Water Quality Assessment and Monitoring Study
The study’s Synthesis Report presents many of the findings from the more detailed documents, including these:
Some long-term water quality trends show improvements – even as our region has grown. Our region’s water quality investments over the last 40 years have paid off.
- Less bacteria that can make people sick.
- Fewer nutrients that can cause toxic algae blooms.
- More dissolved oxygen for fish to breath.
There is more to do to achieve water quality goals.
- Water temperature is getting warmer, which is worse for fish.
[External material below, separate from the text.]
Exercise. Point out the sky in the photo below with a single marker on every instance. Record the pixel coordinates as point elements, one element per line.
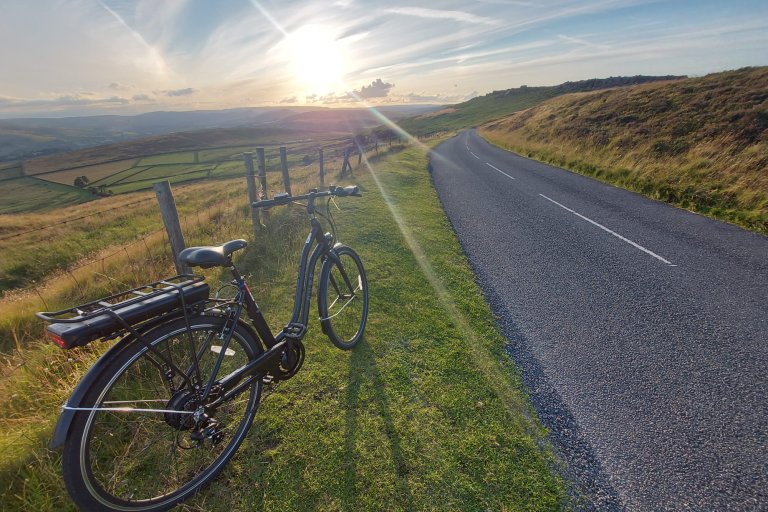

- Even with the long-term improvements, water does not always meet state water quality standards for bacteria, dissolved oxygen, temperature or human health standards for banned industrial chemicals called PCBs.
- Historically contaminated sediments need to be cleaned up or contained.
Completing the CSO program will protect water quality.
- By 2030, King County and the City of Seattle are scheduled to finish CSO projects to meet state standards.
- This will reduce the amount of fecal coliform bacteria entering the water bodies by 80 percent.
- It will take more than CSO control to achieve water quality goals
Stormwater runoff and upstream watersheds carry many pollutants to the water bodies.
- Many jurisdictions are developing new stormwater rules and regulations. A regional commitment and investment to address stormwater runoff, similar to wastewater treatment, will be needed.